The Problem It Solves

Git has a built-in tool for rewriting history called git filter-branch. It works, but it has a bad reputation:

git filter-repo was written as a drop-in replacement that is faster, safer, and far easier to reason about. The git project now officially recommends it over git filter-branch — the git filter-branch man page was updated to warn users away from it and point to git filter-repo instead.


What git-filter-repo Does

git filter-repo rewrites git history by walking every commit and applying a transformation. It does three things:

  1. Rewrites file paths — renames or moves files across all commits in history
  2. Rewrites or drops commits — keeps only commits relevant to the filter you applied, drops the rest entirely
  3. Removes all remotes — intentionally, as a safety measure to prevent you from accidentally pushing rewritten history back to the original remote and corrupting it

The remote removal comes with a notice:

NOTICE: Removing 'origin' remote; see 'Why is my origin removed?'
        in the manual if you want to push back there.
        (was https://github.com/original/repo.git)

After running it, you add a new remote manually and push to the intended destination.


The --subdirectory-filter Flag

The most common use case is extracting a subdirectory into its own standalone repo.

git filter-repo --subdirectory-filter src/sqlite

This command:

Before                              After
──────────────────────────          ──────────────────
src/sqlite/                    →    (root)
  pyproject.toml               →    pyproject.toml
  src/mcp_server_sqlite/       →    src/mcp_server_sqlite/
  README.md                    →    README.md
src/github/                    ←    gone
src/postgres/                  ←    gone
... (other directories)        ←    gone

What happens to mixed commits?

If a commit modified files both inside and outside the target subdirectory, the commit is kept but trimmed — only the changes inside src/sqlite/ survive, the rest are silently dropped from that commit. The commit message stays unchanged, so it may reference files that no longer appear in the diff. This is a minor cosmetic oddity and does not affect functionality.


Running It Without Installing

git filter-repo is not a built-in git command — it must be installed separately. If you have uv available, you can run it without touching your OS:

uvx git-filter-repo --subdirectory-filter src/sqlite

uvx runs the tool in a temporary isolated virtual environment. It does not install anything into your system Python and leaves no packages behind after the command finishes. The only thing it modifies is the git repo directory you run it in.
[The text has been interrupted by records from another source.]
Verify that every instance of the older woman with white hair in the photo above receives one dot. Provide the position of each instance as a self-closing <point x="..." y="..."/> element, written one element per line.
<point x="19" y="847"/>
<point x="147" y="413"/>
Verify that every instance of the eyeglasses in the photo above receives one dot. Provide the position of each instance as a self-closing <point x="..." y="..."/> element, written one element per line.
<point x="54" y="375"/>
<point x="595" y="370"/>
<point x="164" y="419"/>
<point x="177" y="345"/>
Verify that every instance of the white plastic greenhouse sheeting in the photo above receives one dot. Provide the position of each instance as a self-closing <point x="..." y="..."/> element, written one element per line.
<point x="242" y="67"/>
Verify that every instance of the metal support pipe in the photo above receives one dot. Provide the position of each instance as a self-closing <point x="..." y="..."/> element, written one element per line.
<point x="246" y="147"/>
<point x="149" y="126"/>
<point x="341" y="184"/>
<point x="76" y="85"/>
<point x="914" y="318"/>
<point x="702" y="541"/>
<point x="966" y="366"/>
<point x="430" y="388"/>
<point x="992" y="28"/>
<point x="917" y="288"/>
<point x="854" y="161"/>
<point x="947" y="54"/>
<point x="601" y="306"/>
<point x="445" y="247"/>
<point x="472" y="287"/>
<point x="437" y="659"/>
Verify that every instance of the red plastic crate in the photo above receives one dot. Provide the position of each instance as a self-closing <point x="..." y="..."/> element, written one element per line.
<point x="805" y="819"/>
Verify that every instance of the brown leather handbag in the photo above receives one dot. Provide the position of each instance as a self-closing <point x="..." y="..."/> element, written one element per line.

To install it permanently:

# Ubuntu/Debian
sudo apt install git-filter-repo

# or via pip
pip install git-filter-repo

A Complete Subdirectory Extraction Workflow

Here is the full workflow for extracting a subdirectory into its own repo with preserved history:

# 1. Copy the original repo (never modify the original)
cp -r /path/to/original-repo /path/to/new-repo-name

# 2. Run the filter
cd /path/to/new-repo-name
uvx git-filter-repo --subdirectory-filter src/target-dir

# 3. Add the new remote (filter-repo removed the old one)
git remote add origin git@github.com:username/new-repo-name.git

# 4. Push
git push -u origin main

⚙️ Always work on a copy of the original repo. git filter-repo modifies history in place.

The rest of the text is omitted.